C'est pour cela que Solon, appelé à la présidence de la république par ses concitoyens, et chargé d'apaiser les troubles qui agitaient la cité, commença par abolir les dettes, c'est-à-dire par liquider toutes les usures. La gratuité du crédit fut pour lui la seule solution du problème révolutionnaire posé de son temps, la condition _sine quâ non_ d'une république démocratique et sociale.
C'est pour cela, enfin, que Lycurgue, esprit peu versé dans les questions de crédit et de finance, poussant à l'extrême ses appréhensions, avait banni de Lacédémone le commerce et la monnaie: ne trouvant pas, contre la subalternisation des citoyens et l'exploitation de l'homme par l'homme, d'autre remède que cette solution Icarienne.
Mais tous ces efforts, mal concertés, plus mal encore secondés, des anciens moralistes et législateurs, devaient rester impuissants.
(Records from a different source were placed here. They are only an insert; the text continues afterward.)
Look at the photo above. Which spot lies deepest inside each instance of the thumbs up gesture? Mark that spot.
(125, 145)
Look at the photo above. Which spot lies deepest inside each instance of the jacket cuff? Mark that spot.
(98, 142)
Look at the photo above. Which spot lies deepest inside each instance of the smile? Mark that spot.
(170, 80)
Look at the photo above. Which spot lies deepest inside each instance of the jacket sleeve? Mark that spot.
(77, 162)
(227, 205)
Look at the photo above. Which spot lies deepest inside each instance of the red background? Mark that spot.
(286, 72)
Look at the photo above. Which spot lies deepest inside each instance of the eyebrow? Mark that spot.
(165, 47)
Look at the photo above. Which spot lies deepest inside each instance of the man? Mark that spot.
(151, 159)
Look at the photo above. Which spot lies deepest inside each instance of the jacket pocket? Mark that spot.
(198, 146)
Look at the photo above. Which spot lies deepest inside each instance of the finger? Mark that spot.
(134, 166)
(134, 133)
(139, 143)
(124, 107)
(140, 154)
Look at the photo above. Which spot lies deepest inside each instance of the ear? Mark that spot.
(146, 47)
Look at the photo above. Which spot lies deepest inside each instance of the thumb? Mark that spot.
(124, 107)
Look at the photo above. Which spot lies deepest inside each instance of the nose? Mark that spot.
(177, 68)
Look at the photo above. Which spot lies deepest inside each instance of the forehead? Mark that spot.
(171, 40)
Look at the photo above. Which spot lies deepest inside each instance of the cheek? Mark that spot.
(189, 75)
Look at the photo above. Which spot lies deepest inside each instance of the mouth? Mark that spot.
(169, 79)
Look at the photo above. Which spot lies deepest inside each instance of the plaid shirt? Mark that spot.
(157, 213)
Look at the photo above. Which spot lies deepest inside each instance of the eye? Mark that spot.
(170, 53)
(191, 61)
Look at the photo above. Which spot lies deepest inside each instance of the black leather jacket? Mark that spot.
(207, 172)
Le mouvement usuraire les débordait, sans cesse activé par le luxe et la guerre, et bientôt par l'analogie tirée de la propriété elle-même. D'un côté, l'état antagonique des peuples, entretenant les périls de la circulation, fournissait sans cesse de nouveaux prétextes à l'usure: de l'autre, l'égoïsme des castes régnantes devait étouffer les principes d'organisation égalitaire. À Tyr, à Carthage, à Athènes, à Rome, partout dans l'antiquité comme de nos jours, ce furent les hommes libres, les patriciens, les bourgeois, qui prirent l'usure sous leur protection, et exploitèrent, par le capital, la plèbe et les affranchis.
Le christianisme parut alors, et après quatre siècles de combat, commença l'abolition de l'esclavage. C'est à cette époque qu'il faut placer la grande généralisation du prêt à intérêt sous la forme du bail à ferme et à loyer.
J'ai dit plus haut que, dans l'antiquité, le propriétaire foncier, lorsqu'il ne faisait pas valoir par lui-même et par sa famille, comme cela avait lieu chez les Romains, dans les premiers temps de la république, exploitait par ses esclaves: telle fut généralement la pratique des maisons patriciennes. Alors le sol et l'esclave étaient enchaînés l'un à l'autre; le colon était dit: _adscriptus glebæ_, attaché à la glèbe: la propriété de l'homme et de la chose était indivise. Le prix d'une métairie était à la fois en raison, 1º de la superficie et de la qualité du sol, 2º de la quantité du bétail, 3º du nombre des esclaves.
Quand l'émancipation de l'esclave fut proclamée, le propriétaire perdit l'homme et garda la terre; absolument, comme aujourd'hui, en affranchissant les noirs, nous réservons au maître la propriété du sol et du matériel. Pourtant, au point de vue de l'antique jurisprudence, comme du droit naturel et chrétien, l'homme, né pour le travail, ne peut se passer d'instruments de travail; le principe de l'émancipation impliquait une loi agraire qui en fût la garantie et la sanction; sans cela, cette prétendue émancipation n'était qu'un acte d'odieuse cruauté, une infâme hypocrisie. Et si, d'après Moïse, l'intérêt ou l'annuité du capital rembourse le capital, ne pouvait-on pas dire que le servage rembourse la propriété? Les théologiens et les légistes du temps ne le comprirent pas. Par une contradiction inexplicable, et qui dure encore, ils continuèrent à déblatérer contre l'usure, mais ils donnèrent l'absolution au fermage et au loyer.